I’m following a tutorial which creates a rails project using the
scaffolding generator (in Rails 2.3.8). One of the exercises at the
end of this tutorial is to put the form used in the scaffolding’s “new”
and “update” views into a partial.
So, I created a file “_form.html.erb” in the views folder of my app.
In “new.html.erb” I call the partial thus:
<%= render :partial => “form”, :locals => {:url => {:action => “create”}
%>
This works as it should and I have no problems creating a new dataset.
In “edit.html.erb” I wrote this:
<%= render :partial => “form”, :locals => {:url => {:action => “update”,
:id => @flight.id}} %>
but when I try to update an existing record I get the error:
Unknown action
No action responded to 11. Actions: create, destroy, edit, index, new,
show, and update
(where 11 is the id or the object I am trying to update)
Using Firebug to check where the form is being sent, I see:
When I run “rake routes” I see:
PUT /flights/:id(.:format) {:controller=>“flights”, :action=>“update”}
What am I missing?
Can anyone point me in the right direction?

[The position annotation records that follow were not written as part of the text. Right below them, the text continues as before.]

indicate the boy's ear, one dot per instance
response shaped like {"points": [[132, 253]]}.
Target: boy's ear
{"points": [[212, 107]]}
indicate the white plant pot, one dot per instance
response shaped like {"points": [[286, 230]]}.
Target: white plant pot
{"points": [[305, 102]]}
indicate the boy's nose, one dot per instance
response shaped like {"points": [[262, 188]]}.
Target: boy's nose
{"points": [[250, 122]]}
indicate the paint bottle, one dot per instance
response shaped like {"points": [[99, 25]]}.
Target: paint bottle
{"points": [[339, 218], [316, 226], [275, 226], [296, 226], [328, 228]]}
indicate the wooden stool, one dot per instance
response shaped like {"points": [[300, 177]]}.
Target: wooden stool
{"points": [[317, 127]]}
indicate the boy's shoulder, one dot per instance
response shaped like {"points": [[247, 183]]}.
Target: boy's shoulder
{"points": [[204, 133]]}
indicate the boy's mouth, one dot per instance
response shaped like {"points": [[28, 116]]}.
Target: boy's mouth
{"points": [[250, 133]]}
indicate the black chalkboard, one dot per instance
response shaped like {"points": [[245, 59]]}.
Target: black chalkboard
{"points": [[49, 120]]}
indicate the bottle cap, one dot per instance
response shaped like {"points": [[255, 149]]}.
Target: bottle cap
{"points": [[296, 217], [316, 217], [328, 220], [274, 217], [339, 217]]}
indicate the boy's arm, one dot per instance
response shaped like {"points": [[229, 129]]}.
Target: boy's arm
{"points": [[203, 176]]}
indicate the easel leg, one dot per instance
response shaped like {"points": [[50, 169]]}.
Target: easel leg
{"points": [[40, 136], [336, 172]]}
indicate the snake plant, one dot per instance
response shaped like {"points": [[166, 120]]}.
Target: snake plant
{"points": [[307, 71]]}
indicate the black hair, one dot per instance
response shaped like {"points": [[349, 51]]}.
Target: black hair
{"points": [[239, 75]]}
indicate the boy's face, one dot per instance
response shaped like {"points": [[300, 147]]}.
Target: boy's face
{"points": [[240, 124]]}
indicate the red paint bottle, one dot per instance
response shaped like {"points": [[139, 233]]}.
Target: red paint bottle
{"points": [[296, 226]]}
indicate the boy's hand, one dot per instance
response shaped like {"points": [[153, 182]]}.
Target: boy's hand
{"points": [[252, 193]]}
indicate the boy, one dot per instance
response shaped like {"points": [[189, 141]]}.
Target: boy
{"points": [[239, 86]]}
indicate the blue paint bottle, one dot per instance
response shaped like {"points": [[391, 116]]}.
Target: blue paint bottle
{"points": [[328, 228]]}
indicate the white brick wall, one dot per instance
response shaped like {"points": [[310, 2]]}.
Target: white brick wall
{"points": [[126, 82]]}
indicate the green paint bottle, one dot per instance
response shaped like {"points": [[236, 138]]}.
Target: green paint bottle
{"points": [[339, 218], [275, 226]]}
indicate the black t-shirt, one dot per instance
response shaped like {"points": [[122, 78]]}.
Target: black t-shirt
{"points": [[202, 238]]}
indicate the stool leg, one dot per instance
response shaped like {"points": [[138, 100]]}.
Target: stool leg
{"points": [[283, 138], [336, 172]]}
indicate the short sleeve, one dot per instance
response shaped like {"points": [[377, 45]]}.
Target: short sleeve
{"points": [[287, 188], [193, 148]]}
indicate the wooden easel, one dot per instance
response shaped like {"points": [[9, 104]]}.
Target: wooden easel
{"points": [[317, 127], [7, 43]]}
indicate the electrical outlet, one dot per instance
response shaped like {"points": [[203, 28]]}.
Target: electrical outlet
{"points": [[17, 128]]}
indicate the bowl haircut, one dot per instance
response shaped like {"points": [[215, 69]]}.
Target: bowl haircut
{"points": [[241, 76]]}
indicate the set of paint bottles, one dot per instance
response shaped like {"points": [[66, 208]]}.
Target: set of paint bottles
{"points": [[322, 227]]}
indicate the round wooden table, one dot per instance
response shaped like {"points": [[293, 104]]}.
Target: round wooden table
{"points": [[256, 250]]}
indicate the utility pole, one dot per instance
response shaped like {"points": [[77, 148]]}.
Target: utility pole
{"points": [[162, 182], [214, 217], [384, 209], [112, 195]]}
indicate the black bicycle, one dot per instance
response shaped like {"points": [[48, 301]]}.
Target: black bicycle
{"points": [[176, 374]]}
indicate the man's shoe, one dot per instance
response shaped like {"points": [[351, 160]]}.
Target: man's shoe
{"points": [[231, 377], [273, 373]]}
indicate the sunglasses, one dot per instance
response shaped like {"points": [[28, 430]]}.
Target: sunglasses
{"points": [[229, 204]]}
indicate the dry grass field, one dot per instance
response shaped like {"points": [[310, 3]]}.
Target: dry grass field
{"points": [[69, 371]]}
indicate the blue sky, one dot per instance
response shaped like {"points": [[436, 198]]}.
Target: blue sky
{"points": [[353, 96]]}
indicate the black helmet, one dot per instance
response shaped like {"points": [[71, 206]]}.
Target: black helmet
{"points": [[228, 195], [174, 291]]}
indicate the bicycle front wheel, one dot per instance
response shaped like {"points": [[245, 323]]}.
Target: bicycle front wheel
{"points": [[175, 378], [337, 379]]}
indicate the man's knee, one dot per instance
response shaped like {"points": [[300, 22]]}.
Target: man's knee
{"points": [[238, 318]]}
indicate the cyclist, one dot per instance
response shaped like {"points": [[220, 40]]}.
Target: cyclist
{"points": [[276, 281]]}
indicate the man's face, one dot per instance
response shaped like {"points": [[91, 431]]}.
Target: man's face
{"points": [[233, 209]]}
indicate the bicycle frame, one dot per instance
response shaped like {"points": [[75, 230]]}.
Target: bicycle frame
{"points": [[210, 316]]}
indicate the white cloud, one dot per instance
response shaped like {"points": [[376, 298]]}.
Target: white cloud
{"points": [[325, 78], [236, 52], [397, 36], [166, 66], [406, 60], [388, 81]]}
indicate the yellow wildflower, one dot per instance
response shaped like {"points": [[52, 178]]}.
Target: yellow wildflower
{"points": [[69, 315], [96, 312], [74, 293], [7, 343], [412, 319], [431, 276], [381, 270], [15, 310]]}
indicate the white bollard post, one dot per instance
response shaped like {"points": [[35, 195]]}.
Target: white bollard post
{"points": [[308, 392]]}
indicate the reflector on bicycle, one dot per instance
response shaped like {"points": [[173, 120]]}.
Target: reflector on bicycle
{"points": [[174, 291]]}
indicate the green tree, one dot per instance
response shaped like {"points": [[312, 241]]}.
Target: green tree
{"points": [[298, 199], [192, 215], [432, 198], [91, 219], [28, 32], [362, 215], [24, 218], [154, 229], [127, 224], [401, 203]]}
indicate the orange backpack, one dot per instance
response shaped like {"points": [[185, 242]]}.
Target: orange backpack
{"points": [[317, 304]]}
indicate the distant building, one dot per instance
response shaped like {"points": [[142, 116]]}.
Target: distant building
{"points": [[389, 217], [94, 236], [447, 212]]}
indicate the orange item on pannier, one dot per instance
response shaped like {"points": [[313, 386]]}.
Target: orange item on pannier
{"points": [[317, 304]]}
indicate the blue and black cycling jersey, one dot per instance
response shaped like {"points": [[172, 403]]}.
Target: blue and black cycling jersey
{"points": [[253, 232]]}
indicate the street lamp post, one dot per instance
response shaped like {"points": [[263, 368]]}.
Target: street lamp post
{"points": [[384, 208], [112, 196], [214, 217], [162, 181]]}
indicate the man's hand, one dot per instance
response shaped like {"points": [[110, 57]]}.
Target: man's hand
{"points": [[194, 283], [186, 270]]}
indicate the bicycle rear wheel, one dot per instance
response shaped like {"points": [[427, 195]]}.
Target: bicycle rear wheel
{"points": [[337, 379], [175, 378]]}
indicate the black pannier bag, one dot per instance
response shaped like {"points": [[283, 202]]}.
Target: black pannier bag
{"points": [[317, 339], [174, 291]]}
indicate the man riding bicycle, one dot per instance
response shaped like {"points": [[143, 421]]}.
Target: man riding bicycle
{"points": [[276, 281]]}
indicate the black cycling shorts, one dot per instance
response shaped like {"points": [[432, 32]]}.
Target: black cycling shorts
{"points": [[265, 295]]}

Thanks very much in advance.
When I run “rake routes” I see:
PUT /flights/:id(.:format) {:controller=>“flights”, :action=>“update”}
What am I missing?
Can anyone point me in the right direction?
Thanks very much in advance.
because a route isn’t just a path, it’s also an HTTP method. In the
case of update the method is PUT (browsers don’t let forms use methods
other than POST or GET but rails lets you simulate the extra methods
by adding a form parameter).
You may be overcomplicating things - if you do form_for @flight …
rails will pick the right path & method for you ( based on whether the
record is a new record or not)
Cheers for the explanation, Fred.
Following your advice I passed the appropriate HTTP method to the form
in the partial and now everything works as it should.
Cheers for the explanation, Fred.
Following your advice I passed the appropriate HTTP method to the form
in the partial and now everything works as it should.
But you missed Fred’s point entirely: you don’t need to do that! Rails
will test @flight.new_record? and pick the method accordingly. So all
you need in both new.html.erb and edit.html.erb is
render :partial => ‘form’
and in _form.html.erb, just
form_for @flight
You’re reinventing what Rails already does for you.